So I thought today I’d contrast two stories coming out of India. First, the bad:
Hindu hardline opposition parties have often raised questions about Italian-born Sonia Gandhi’s faith. They have questioned Mrs Gandhi’s right to rule a country where a vast majority of the population is Hindu.
We are somewhat spoiled here in Canada, living in a country where public discussion of religion is considered rude. Our politicians don’t (by and large) trumpet their religion, and while the word “God” is in our national anthem, we don’t really spend much time or energy on trying to keep religion out of the public square.
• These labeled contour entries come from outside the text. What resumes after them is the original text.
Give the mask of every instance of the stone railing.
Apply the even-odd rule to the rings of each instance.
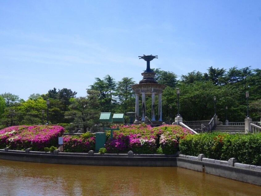
[[[183,122],[187,126],[201,126],[201,124],[208,124],[210,120],[197,120],[194,121],[184,121]]]
[[[189,130],[193,132],[193,133],[194,133],[194,134],[198,134],[196,131],[194,131],[194,130],[192,129],[192,128],[190,128],[190,127],[189,127],[188,126],[186,125],[185,124],[183,123],[182,123],[181,122],[180,122],[179,124],[180,124],[180,126],[181,126],[181,127],[184,127],[184,128],[185,128],[186,129],[188,129]]]
[[[228,122],[229,125],[244,125],[245,122]]]
[[[261,122],[259,122],[259,121],[252,122],[252,123],[255,124],[256,125],[258,125],[259,126],[261,125]]]
[[[257,133],[261,132],[261,127],[258,126],[253,123],[250,124],[250,132],[253,133]]]
[[[208,131],[212,131],[213,127],[215,125],[215,121],[214,120],[214,118],[213,118],[208,123],[208,126],[207,127],[208,128]]]

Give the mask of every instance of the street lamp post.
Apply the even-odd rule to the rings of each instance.
[[[171,124],[172,123],[172,119],[171,118],[171,109],[172,108],[172,106],[169,106],[169,124]]]
[[[180,114],[180,88],[177,88],[177,95],[178,96],[178,114],[177,115],[177,116],[181,116],[181,115]]]
[[[249,92],[246,92],[246,100],[247,102],[247,115],[246,116],[247,118],[250,118],[250,117],[249,116],[249,113],[248,113],[248,98],[249,98]]]
[[[215,110],[215,114],[214,115],[214,116],[216,115],[216,102],[217,101],[217,99],[215,97],[214,97],[214,109]]]
[[[44,111],[43,110],[42,111],[42,124],[43,125],[44,123]]]
[[[227,106],[226,106],[226,120],[227,120]]]
[[[47,124],[49,123],[49,105],[50,105],[50,100],[49,99],[46,100],[46,104],[47,105]]]

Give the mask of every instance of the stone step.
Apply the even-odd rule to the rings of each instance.
[[[231,130],[232,131],[236,130],[236,131],[245,131],[245,128],[215,128],[213,129],[215,131],[228,131]]]
[[[244,130],[213,130],[213,131],[215,131],[222,133],[228,133],[231,134],[235,133],[244,133]]]

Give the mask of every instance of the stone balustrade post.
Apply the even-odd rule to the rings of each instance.
[[[144,121],[146,116],[146,96],[145,92],[142,92],[142,119],[141,120]]]
[[[251,131],[250,123],[252,123],[252,119],[251,118],[245,119],[245,133]]]
[[[135,113],[136,113],[135,115],[135,122],[137,122],[139,120],[139,94],[136,93],[135,94]]]

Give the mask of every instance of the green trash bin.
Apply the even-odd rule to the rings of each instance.
[[[96,133],[95,135],[95,151],[98,152],[100,148],[104,148],[106,134],[105,133]]]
India is quite another story, where tribalism and religious differences are intractably linked, and deep suspicions and hatred between groups go back generations. Religion is, to the person on the street, very important. Regular readers may remember the story of the Indian and Pakistani tennis players whose partnership flies in the face of religious schism. It is the same within India.
Luckily, the court has struck down this request for religious identification, so this story isn’t all bad. The fact that it made it that far gives cause for pause, because the only reason it isn’t happening here is because nobody cares… yet.
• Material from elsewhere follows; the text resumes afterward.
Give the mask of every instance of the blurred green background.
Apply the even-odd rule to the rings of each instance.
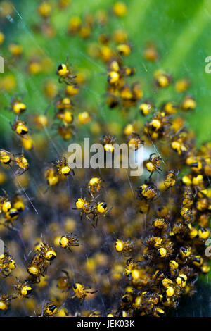
[[[110,19],[106,30],[112,32],[115,27],[124,28],[128,32],[133,51],[127,62],[136,68],[137,77],[144,82],[144,96],[154,98],[156,106],[168,98],[174,101],[181,99],[181,96],[171,87],[154,95],[152,76],[155,69],[167,70],[175,80],[183,77],[189,78],[191,81],[189,91],[197,100],[197,108],[187,115],[187,124],[196,131],[198,142],[205,141],[210,137],[211,120],[211,74],[205,71],[205,59],[211,56],[211,1],[127,0],[124,2],[128,6],[127,15],[122,18]],[[83,17],[88,13],[94,13],[99,8],[110,11],[114,3],[114,0],[72,0],[68,8],[59,11],[56,6],[56,1],[53,1],[55,8],[53,8],[51,22],[56,29],[56,36],[46,39],[32,30],[32,25],[40,21],[37,15],[39,2],[13,0],[15,12],[13,21],[8,19],[4,25],[3,22],[1,23],[1,29],[6,34],[6,40],[0,47],[1,55],[6,60],[8,56],[8,44],[16,42],[23,46],[26,57],[32,54],[32,50],[37,51],[39,49],[53,61],[53,65],[52,73],[40,73],[31,77],[25,73],[26,63],[18,63],[17,66],[13,65],[11,68],[17,80],[15,92],[27,93],[25,101],[30,111],[44,111],[49,101],[43,96],[42,84],[48,77],[56,79],[55,71],[57,65],[65,61],[68,54],[73,67],[87,68],[91,73],[89,87],[84,89],[86,102],[90,106],[97,106],[103,119],[106,118],[108,122],[120,116],[118,111],[110,112],[108,116],[107,114],[105,115],[106,107],[101,106],[106,80],[103,76],[105,67],[100,61],[94,61],[87,55],[87,45],[90,41],[96,40],[101,31],[95,30],[91,39],[87,41],[70,37],[67,33],[68,20],[71,17]],[[155,63],[147,62],[143,56],[143,46],[148,41],[156,44],[160,54],[160,60]],[[10,70],[6,65],[5,74],[8,72]],[[2,77],[1,75],[0,80]],[[0,112],[7,118],[10,118],[10,114],[5,112],[4,106],[8,104],[9,100],[9,95],[1,93]],[[8,132],[9,128],[5,120],[3,118],[0,119],[1,134]]]
[[[96,118],[108,123],[118,121],[122,125],[125,120],[127,122],[132,120],[136,115],[134,110],[126,119],[121,116],[118,110],[108,110],[103,96],[106,85],[106,67],[100,60],[90,58],[87,52],[89,44],[96,42],[101,32],[106,30],[112,33],[117,28],[124,29],[129,35],[133,51],[126,61],[136,68],[137,78],[143,82],[144,97],[152,98],[157,106],[169,99],[175,101],[181,99],[181,94],[175,92],[174,86],[165,90],[153,89],[153,74],[157,69],[162,68],[172,74],[174,80],[188,78],[191,82],[188,92],[196,98],[197,107],[193,112],[186,114],[186,125],[195,130],[198,144],[210,140],[211,73],[205,71],[205,58],[211,56],[210,0],[124,0],[128,7],[127,15],[122,18],[113,17],[105,30],[101,31],[101,27],[97,27],[87,41],[68,34],[70,18],[75,15],[83,17],[89,13],[94,14],[99,8],[110,11],[115,2],[114,0],[72,0],[70,6],[60,11],[58,11],[56,0],[52,1],[55,8],[53,8],[51,21],[56,27],[56,35],[51,39],[46,39],[32,30],[32,25],[40,22],[37,0],[11,2],[14,6],[12,19],[8,17],[4,20],[1,19],[0,22],[0,30],[6,35],[4,44],[0,46],[0,55],[6,60],[5,73],[0,74],[0,84],[5,75],[12,73],[17,85],[10,94],[0,91],[0,141],[4,140],[11,132],[9,122],[14,118],[14,114],[4,109],[9,105],[11,96],[17,92],[25,93],[24,101],[27,105],[27,111],[43,113],[49,104],[49,101],[44,96],[44,83],[48,78],[58,81],[56,68],[65,61],[68,54],[73,68],[87,68],[90,71],[90,79],[87,86],[84,87],[83,97],[85,106],[96,109]],[[146,61],[143,56],[144,45],[148,42],[153,42],[158,46],[160,59],[155,63]],[[8,68],[8,46],[11,42],[23,45],[25,56]],[[33,51],[45,54],[51,59],[53,65],[51,72],[29,76],[25,61]],[[210,277],[210,275],[203,277],[205,287],[200,289],[196,301],[189,302],[189,306],[185,304],[186,316],[188,309],[188,316],[193,316],[194,310],[196,316],[210,314],[210,289],[207,284]],[[183,314],[182,309],[181,305],[177,313],[178,316]],[[201,312],[202,309],[206,311]]]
The next story, though, is all good:
About 2,000 people have joined a gay pride parade in the Indian capital, Delhi, the first such event since homosexuality was legalised last year. Organisers said gay people were demonstrating that they have a place in society, and that the parade was a celebration of being different.
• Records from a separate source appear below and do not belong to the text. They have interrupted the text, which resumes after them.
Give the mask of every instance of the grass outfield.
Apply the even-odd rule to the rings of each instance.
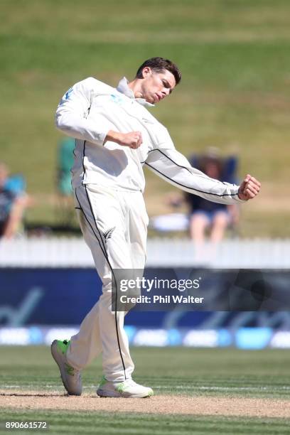
[[[190,434],[289,434],[289,421],[284,419],[255,419],[203,417],[195,416],[156,416],[142,414],[118,414],[106,412],[60,412],[56,411],[11,412],[0,409],[1,421],[47,421],[49,434],[106,434],[114,435],[186,435]],[[1,426],[0,426],[1,427]],[[27,434],[24,430],[4,431],[0,434]],[[45,434],[46,431],[33,434]]]
[[[136,365],[134,378],[151,386],[156,394],[152,399],[136,399],[134,403],[144,407],[144,412],[141,409],[137,412],[127,409],[124,412],[122,407],[119,411],[117,409],[109,412],[110,400],[117,403],[119,400],[128,399],[94,398],[95,385],[102,373],[99,360],[84,371],[85,396],[77,399],[81,401],[78,403],[82,407],[86,401],[92,399],[95,403],[101,401],[104,409],[82,410],[82,407],[77,405],[75,410],[62,410],[61,405],[58,405],[58,409],[53,409],[54,402],[56,403],[58,399],[65,397],[48,347],[1,346],[0,354],[0,399],[10,400],[17,396],[17,401],[23,398],[28,400],[25,409],[14,409],[1,402],[2,428],[6,421],[37,420],[48,421],[51,434],[289,433],[290,419],[269,418],[267,409],[262,409],[266,412],[266,417],[263,417],[230,415],[230,411],[227,414],[231,402],[237,399],[245,400],[245,406],[247,401],[252,399],[267,401],[269,409],[271,408],[269,404],[279,406],[280,400],[286,399],[287,402],[283,403],[289,406],[290,355],[288,350],[133,348],[131,355]],[[45,399],[45,394],[51,395],[51,409],[41,409],[41,405],[38,409],[38,400]],[[162,399],[154,412],[144,414],[146,412],[147,404],[158,399],[159,396]],[[195,404],[208,399],[215,400],[218,404],[222,404],[223,400],[227,401],[227,404],[222,410],[223,415],[189,415],[186,409],[171,415],[162,414],[163,407],[166,407],[166,397],[173,399],[176,407],[181,406],[186,397]],[[72,397],[68,399],[73,400]],[[107,412],[105,411],[107,404]],[[285,407],[285,404],[281,406]],[[28,409],[31,407],[34,409]],[[173,408],[169,409],[169,412],[171,411],[173,412]],[[202,409],[201,414],[204,411]],[[0,429],[0,433],[7,432]],[[28,432],[22,429],[18,433]],[[33,433],[43,433],[43,431]]]
[[[49,347],[1,346],[3,388],[63,391]],[[132,348],[134,377],[157,394],[242,395],[286,399],[290,353],[283,350]],[[83,373],[85,391],[94,392],[100,358]]]
[[[0,16],[1,159],[27,178],[36,199],[28,222],[57,220],[60,96],[89,75],[113,85],[131,79],[145,58],[163,55],[183,78],[154,112],[177,148],[237,153],[241,174],[264,183],[259,202],[245,208],[241,235],[289,235],[287,0],[1,0]],[[147,176],[149,211],[159,213],[171,188]]]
I am so weary of hearing straight people get all hot and bothered over Pride events. “Why do you need to go out and flaunt it? We don’t have straight pride parades!” Mmm, just bask in the privilege denial. The whole point of a Pride parade is to counteract the stigma of shame that has been attached to homosexuality for generations – a stigma that found its way into laws and is still tearing the United States apart.
Here in Canada where gay people have (nearly) equal rights (anyone who feels the need to make the tired and brainless assertion that they have more rights because you’re not allowed to discriminate against them, you’re really overestimating my willingness to listen to stupid arguments), Pride parades might seem redundant. However, we don’t live in a bubble, and our society’s public willingness to allow gay people the freedom to celebrate their identity sends a message to the rest of the world, including India.
The message that is sent by India to the rest of the world is that maybe, just maybe, they’re starting to shake off the crushing yoke of religion and becoming a modern, secular democracy.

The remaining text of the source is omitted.